Bruckner
Symphony No. 9 (Complete)
Russian National Orchestra conducted by Robert Bachmann
Reviewed by: Benjamin Gunnar Cohrs
Reviewed: 6 November, 2000
Venue: Moscow Conservatoire
Like Duncan, who is a good friend, I am a dedicated Brucknerian; however, we do not agree on a four-movement Ninth or on Robert Bachmann’s stature as a Bruckner conductor. Unlike Duncan, I do feel that this is the place to discuss completing Bruckner 9. Not having heard it, I cannot, of course, comment on Bachmann’s RNO concert, but Duncan’s constant reference to power, brilliance and force suggests that Mr Bachmann was characteristic in asking for every available decibel, which, in London, I have found not only crudely overloud but to the detriment of the music. I do though admire Mr Bachmann’s championing of the music, his determination to perform it and his considerable memory (he never uses a score it seems).
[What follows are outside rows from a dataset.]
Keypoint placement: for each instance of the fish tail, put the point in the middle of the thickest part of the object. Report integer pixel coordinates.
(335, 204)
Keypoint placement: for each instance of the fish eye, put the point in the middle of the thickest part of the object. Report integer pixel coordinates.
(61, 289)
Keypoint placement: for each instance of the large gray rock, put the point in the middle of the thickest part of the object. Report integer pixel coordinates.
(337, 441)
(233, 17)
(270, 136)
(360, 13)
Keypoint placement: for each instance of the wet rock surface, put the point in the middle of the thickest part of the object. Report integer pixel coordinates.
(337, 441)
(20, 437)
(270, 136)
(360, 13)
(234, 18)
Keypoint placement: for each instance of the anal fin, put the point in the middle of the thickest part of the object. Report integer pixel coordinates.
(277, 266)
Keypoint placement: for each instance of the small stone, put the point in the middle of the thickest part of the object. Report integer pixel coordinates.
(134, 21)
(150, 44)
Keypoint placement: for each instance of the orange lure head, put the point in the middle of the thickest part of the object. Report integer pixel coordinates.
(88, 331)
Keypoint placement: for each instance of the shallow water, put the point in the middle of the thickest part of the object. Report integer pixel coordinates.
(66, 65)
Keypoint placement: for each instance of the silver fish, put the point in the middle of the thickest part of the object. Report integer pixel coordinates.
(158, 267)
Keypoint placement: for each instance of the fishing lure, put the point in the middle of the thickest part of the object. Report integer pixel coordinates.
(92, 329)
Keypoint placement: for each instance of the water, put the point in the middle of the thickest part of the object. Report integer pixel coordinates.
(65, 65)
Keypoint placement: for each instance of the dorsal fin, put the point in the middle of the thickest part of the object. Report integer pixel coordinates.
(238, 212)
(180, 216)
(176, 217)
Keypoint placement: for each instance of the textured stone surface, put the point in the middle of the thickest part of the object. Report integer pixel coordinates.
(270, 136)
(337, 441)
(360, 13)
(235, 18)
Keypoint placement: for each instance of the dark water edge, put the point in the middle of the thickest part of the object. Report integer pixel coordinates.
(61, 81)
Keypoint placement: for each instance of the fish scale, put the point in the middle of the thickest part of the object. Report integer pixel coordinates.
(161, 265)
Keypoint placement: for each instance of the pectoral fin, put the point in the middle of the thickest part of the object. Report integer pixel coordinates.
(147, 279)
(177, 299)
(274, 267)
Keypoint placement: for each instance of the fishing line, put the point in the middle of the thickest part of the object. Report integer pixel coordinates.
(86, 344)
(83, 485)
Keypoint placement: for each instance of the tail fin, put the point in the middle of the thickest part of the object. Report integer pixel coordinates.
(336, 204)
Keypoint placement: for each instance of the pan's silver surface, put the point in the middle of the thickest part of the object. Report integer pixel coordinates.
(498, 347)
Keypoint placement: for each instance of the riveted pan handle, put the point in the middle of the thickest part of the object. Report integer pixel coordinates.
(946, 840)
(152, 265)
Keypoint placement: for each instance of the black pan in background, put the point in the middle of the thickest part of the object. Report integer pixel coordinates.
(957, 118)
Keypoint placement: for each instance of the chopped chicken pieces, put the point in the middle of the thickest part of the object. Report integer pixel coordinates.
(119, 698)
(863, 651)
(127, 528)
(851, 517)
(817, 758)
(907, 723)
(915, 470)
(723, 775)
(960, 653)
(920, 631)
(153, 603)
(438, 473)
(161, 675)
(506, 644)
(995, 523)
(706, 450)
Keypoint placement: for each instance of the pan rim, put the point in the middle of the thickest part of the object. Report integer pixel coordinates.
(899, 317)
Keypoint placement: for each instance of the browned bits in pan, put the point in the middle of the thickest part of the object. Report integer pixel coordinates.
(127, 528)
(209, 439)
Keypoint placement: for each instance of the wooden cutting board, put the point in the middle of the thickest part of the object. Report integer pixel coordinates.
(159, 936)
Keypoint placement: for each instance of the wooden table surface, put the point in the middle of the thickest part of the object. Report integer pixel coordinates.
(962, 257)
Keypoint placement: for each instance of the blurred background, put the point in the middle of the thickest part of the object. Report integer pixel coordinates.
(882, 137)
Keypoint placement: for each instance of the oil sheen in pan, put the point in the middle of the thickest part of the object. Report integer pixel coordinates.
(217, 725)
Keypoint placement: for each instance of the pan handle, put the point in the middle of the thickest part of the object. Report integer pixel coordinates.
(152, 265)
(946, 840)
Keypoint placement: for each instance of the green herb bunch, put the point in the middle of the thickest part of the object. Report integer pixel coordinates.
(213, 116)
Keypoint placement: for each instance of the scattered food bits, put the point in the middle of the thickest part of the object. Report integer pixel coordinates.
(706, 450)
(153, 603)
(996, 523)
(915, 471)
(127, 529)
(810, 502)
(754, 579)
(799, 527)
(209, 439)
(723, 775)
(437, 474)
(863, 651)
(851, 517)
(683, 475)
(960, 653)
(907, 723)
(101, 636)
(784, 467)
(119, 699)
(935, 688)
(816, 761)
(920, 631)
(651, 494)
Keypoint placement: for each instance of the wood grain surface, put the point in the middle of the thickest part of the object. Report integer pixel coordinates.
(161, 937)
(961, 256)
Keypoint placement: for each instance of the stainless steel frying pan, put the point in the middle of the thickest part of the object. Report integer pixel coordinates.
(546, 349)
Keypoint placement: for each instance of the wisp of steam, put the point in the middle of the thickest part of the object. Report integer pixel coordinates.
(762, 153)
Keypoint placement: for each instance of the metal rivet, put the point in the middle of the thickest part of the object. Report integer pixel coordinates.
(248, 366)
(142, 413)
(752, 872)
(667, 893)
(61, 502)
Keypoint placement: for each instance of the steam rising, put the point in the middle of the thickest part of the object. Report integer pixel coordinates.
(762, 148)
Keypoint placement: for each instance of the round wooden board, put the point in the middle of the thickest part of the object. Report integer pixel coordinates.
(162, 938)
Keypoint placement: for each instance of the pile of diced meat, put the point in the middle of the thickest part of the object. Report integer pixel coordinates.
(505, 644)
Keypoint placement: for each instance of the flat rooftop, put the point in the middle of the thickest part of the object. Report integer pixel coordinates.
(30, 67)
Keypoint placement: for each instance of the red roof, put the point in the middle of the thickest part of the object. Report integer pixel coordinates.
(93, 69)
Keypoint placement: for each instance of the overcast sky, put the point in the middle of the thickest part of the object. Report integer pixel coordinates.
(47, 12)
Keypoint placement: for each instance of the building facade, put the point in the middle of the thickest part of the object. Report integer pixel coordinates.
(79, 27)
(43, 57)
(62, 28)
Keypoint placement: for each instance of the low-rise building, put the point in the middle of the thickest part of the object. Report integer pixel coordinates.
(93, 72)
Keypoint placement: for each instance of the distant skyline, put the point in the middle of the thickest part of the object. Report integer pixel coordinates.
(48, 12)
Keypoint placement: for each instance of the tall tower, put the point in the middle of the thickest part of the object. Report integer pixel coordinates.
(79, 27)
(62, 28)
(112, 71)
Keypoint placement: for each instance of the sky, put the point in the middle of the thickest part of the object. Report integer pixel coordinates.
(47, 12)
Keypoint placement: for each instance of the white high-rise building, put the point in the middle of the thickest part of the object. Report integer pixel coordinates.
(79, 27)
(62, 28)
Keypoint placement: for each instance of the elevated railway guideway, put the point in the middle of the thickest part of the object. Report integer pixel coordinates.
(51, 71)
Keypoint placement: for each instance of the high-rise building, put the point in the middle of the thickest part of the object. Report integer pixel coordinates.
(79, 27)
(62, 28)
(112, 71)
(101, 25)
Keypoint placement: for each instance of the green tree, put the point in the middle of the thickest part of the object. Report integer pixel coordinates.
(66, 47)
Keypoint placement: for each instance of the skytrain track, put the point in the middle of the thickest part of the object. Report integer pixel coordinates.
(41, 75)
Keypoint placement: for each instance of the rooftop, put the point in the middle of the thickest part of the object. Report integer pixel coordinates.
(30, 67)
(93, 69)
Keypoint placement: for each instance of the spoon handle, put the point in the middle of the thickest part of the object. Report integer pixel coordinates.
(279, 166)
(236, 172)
These London Bruckner concerts, in which Bachmann has conducted the Royal Philharmonic, have included the Fifth (twice), Seventh and the Ninth, the latter the UK premiere of the Linz Committee’s completion of the finale’s sketches. It seems to me that although such completions – there have been several of 9 (iv) – of Bruckner’s sketches are worthwhile and fascinating, the end results can only be a stand-alone appendix rather than a genuine apotheosis to the three movements Bruckner did complete. My opinion on Robert Bachmann’s four-movement Bruckner 9 UK premiere – originally written for The Bruckner Journal – follows and is not related in any way to the Moscow performance that Duncan heard. In turn that is followed by some views on the Ninth’s finale from Riccardo Chailly, which is previously unpublished from the interview I had with Chailly, which appears elsewhere on The Classical Source.
From The Bruckner Journal:
Royal Philharmonic Orchestra/Robert Bachmann
17 May 2000, Barbican Hall, London
The UK concert premiere of Bruckner’s Ninth Symphony in its four-movement form, the Finale played in the second performing version by Samale, Phillips, Cohrs and Mazzuca. In a succinct pre-performance talk hosted by Duncan Hadfield, Benjamin Gunnar Cohrs said that the team’s work should not be thought a definitive statement of what Bruckner might have done. All Brucknerians will be very grateful to these men (and to William Carragan who, I believe, has also completed a second edition) for their painstaking work on furnishing Bruckner’s last musical sketches into a wholesome movement. While it’s fascinating to hear Bruckner’s final musical thoughts, this Ninth Symphony Finale, when played immediately after Bruckner’s completed three, displays a marked falling-off of creativity.Riccardo Chailly – in his own words:Robert Bachmann’s way with the music was predictable: if it’s loud play it as loud as possible! The hard-working RPO string players were swamped in tutti passages by bludgeoning trombones and coarse trumpets – at Bachmann’s behest I should add. Bachmann led a stodgy first movement, the strangeness of the music undermined by a dogged pulse and cautious approach. Although Bachmann’s 28 minutes is matched by Giulini (DG) and overtaken by Colin Davis (LSO concert) and Celibidache (EMI), he seemed a whole lot longer because little colour or phrasal variety was to be heard. Bachmann’s crass speeding-up for the stormy development underlined his sectional approach which rendered some passages inconsequential. Bachmann’s unvaried manner made the scherzo appear gratuitous and unimaginative (brass and timpani well to the fore). The trombones’ subito fortes closing the (traditionally twice-played) scherzo were a new feature (one of the emendations made by Cohrs to Bruckner’s text?) and the biscuit-barrel timbre of the timpani solos (hard sticks played on the rim of the drum) was effective.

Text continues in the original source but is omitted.